Sitemaps

A sitemap is a list of all of the live URLs which exist on a site and is used to inform search engine crawlers of the most important pages and therefore which ones should be crawled and indexed. There are several things to consider when creating sitemaps, as well as understanding how search engines view them. We cover a range of these topics within our Hangout Notes, along with best practice recommendations and advice from Google.

Use Sitemaps Ping, Last Modified and Separate Sitemaps to Index Updated Content

March 20, 2020 Source

To help Google index updated content more quickly, ping Googlebot when a Sitemap has been updated, use Last Modified dates in Sitemaps, and use a separate Sitemap for updated content so it can be crawled more frequently.


Specify Timezone Formats Consistently Across Site & Sitemaps

February 18, 2020 Source

Google is able to understand different timezone formats, for example, UTC vs GMT. However, it’s important to use one timezone format consistently across a site and its sitemaps to avoid confusing Google.


Include Most Recently Changed Content in Separate Sitemap

February 18, 2020 Source

Rather than submitting all of your sitemaps regularly to get Googlebot to find and crawl newly updated pages, John recommends adding recently changed pages into a separate sitemap which can be submitted more frequently, while leaving more stable, unchanged pages in existing sitemaps.


Use the Last Modified Date to Provide a Hierarchy of Changes Made to A Site

February 7, 2020 Source

John recommends using the last modified date in sitemaps in a reasonable way to provide a clear hierarchy of the changes that have been made on a site.
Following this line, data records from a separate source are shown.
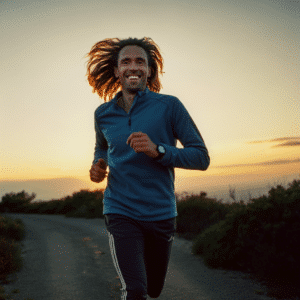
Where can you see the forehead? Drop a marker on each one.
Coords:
(132, 52)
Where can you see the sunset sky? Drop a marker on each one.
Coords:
(234, 65)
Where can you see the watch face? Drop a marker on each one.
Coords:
(161, 149)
This helps Google to understand which pages are important and ensures they focus on crawling these first.


“Discovered Not Indexed” Pages May Show in GSC When Only Linked in Sitemap

October 29, 2019 Source

Pages may show as “Discovered Not Indexed” in GSC if they have been submitted in a sitemap but aren’t linked to within the site itself.
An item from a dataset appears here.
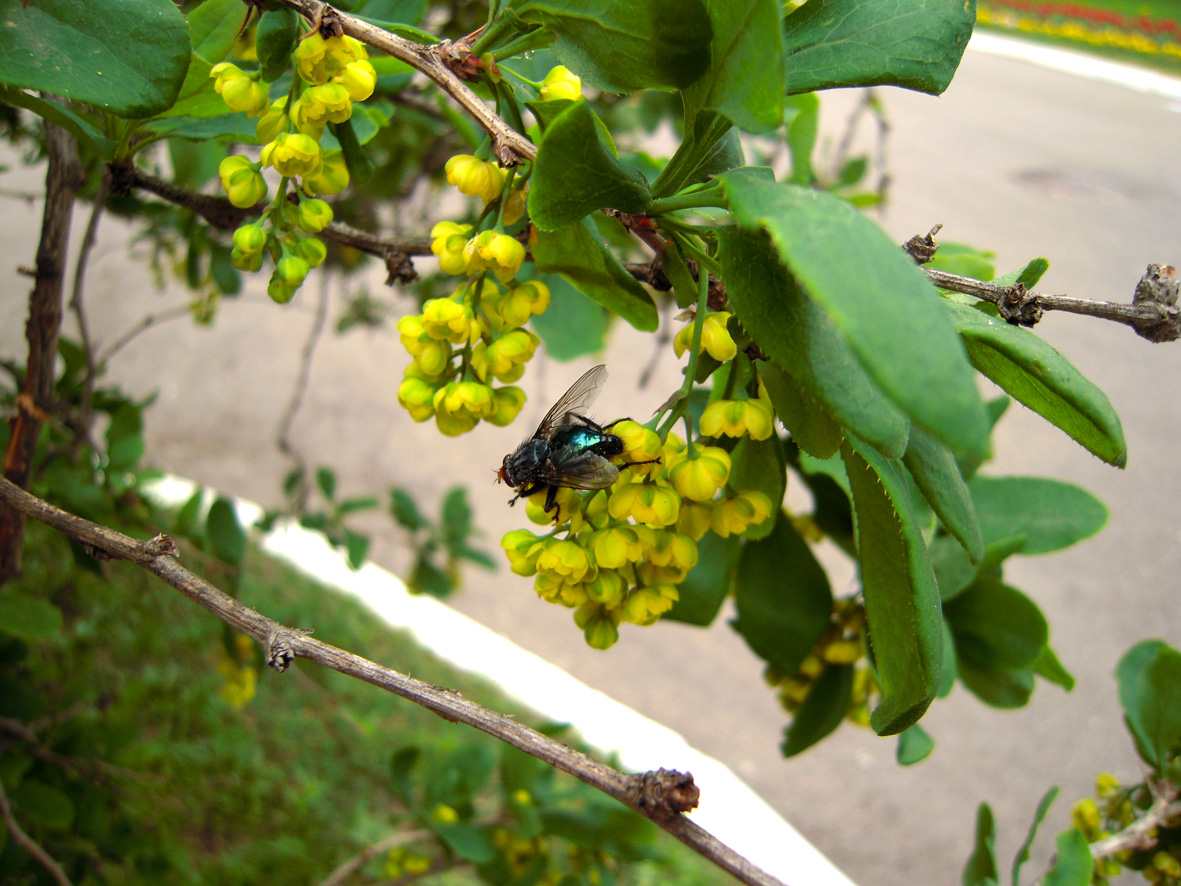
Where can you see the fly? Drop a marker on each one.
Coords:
(567, 450)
Google Has a Separate User Agent For Crawling Sitemaps & For GSC Verification

October 1, 2019 Source

Google has a separate user agent that fetches the sitemap file, as well as one to crawl for GSC verification. John recommends making sure you are not blocking these.


Internally Link Pages Together to Increase Discoverability & Reduce Reliance on XML Sitemap

September 3, 2019 Source

Internally linking pages together helps Googlebot to discover the pages on your site more easily, and reduces the reliance on using XML sitemaps for URL discovery.


XML Sitemaps Should Include URLs on Same Path Unless Submitted Via Verified Property in GSC

August 23, 2019 Source

XML sitemaps should contain URLs on the same path. However, URLs in sitemaps submitted via GSC can be for any valid property within your GSC account.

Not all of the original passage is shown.